For workflow management, DIET uses an additional entity called MA DAG. This entity can work in two modes: one in which it defines a complete scheduling of the workflow (ordering and mapping), and one in which it defines only an ordering for the workflow execution. Mapping is then done in the next step by the client, using the Master Agent to find the server where the workflow services should be run.

== Scheduling ==

DIET provides a degree of control over the scheduling subsystem via plug-in schedulers. When a service request from an application arrives at a SeD, the SeD creates a performance-estimation vector, a collection of performance-estimation values that are pertinent to the scheduling process for that application. The values to be stored in this structure can be either values provided by CoRI (Collectors of Resource Information) or custom values generated by the SeD itself. The design of the estimation vector's subsystem is modular.

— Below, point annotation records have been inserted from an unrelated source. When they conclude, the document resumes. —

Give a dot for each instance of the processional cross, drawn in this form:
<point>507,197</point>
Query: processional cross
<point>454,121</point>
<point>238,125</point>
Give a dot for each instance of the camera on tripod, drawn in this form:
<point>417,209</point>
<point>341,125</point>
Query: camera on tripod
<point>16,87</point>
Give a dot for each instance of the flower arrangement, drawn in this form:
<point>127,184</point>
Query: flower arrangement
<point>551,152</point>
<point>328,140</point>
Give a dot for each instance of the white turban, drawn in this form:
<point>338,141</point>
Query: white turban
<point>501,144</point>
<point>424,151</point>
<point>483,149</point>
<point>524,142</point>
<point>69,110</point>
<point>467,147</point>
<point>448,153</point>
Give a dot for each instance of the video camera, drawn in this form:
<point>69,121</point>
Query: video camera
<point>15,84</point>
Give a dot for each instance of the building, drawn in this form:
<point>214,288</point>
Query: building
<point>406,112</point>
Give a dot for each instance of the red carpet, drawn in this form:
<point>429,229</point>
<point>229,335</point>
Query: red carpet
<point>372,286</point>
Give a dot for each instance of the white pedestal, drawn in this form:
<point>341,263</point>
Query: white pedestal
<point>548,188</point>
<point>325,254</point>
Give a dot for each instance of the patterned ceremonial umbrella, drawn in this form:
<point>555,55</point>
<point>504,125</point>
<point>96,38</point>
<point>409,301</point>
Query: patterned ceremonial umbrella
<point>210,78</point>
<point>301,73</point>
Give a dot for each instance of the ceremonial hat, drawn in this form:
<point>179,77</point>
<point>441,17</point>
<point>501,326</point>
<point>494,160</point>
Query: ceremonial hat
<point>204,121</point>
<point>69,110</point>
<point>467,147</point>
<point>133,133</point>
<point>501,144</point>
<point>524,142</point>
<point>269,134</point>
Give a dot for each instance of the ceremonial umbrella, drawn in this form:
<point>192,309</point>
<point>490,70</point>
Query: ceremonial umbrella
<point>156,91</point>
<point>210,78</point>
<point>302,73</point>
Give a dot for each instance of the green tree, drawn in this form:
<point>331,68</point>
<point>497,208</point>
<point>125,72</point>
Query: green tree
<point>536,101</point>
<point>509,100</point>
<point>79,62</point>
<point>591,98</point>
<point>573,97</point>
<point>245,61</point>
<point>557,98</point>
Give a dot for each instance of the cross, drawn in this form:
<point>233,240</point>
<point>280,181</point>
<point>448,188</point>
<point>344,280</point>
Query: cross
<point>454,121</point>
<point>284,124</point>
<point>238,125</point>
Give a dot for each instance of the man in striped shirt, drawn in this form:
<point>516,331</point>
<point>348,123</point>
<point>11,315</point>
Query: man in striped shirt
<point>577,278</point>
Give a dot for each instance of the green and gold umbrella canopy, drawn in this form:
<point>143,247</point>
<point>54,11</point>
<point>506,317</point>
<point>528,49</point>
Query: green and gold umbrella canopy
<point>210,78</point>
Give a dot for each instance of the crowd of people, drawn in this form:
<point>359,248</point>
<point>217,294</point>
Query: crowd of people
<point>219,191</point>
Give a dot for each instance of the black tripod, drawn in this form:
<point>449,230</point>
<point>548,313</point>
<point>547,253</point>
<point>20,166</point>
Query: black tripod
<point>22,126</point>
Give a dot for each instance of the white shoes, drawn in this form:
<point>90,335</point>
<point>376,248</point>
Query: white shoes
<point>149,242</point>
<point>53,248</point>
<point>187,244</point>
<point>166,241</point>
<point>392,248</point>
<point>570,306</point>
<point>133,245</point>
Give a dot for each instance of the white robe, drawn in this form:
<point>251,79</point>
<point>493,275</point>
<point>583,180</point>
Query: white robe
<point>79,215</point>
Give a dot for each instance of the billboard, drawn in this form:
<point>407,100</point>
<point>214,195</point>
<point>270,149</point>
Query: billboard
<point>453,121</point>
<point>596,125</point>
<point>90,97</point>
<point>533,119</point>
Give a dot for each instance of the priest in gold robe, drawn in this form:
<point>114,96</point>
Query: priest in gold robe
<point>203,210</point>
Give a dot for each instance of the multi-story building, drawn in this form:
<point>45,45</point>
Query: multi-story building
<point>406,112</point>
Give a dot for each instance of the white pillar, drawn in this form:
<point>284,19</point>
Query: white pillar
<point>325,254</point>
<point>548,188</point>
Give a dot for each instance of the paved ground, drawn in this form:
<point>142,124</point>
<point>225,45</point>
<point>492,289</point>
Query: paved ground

CoRI generates a basic set of performance-estimation values which are stored in the estimation vector and identified by system-defined tags. Information such as the number of cores, the total memory, the number of bogomips, and hard drive speed, etc., which are static, as well as dynamic information like the predicted time to solve a problem on the given resource, the average CPU load, is thus transferred from the Server Daemon to the scheduler agent in order to provide pertinent information for a better scheduling. As mentioned above, these are used in correlation with the application-driven scheduler possibility in DIET: the Server Daemon, which has a better understanding of the application needs, can request for a specific scheduling relaying on the information stored in this vector.

== DIET data management ==

Three different data managers have been integrated into DIET:
1. DTM from the University of Franche-Comté (not maintained);
2. JuxMEM from the IRISA (not maintained);
3. DAGDA from École Normale Supérieure de Lyon.

== DIET LRMS management ==

Parallel resources are generally accessible through a LRMS (Local Resource Management System), also called a batch system. DIET provides an interface with several existing LRMS to execute jobs: LoadLeveler (on IBM resources), OpenPBS (a fork of the well-known PBS system), and OAR (the batch scheduler used by the Grid'5000 research grid, developed by IMAG at Grenoble). Most of the submitted jobs are parallel jobs, coded using the MPI standard with an instantiation such as MPICH or LAM.

== Cloud-resource management ==

A Cloud extension for DIET was created in 2009. DIET is thus able to access Cloud resources through two existing Cloud providers:
1. Eucalyptus, which is open-source software developed by the University of California, Santa Barbara.
2. Amazon Elastic Compute Cloud, which is commercial software part of Amazon.com's cloud computing services.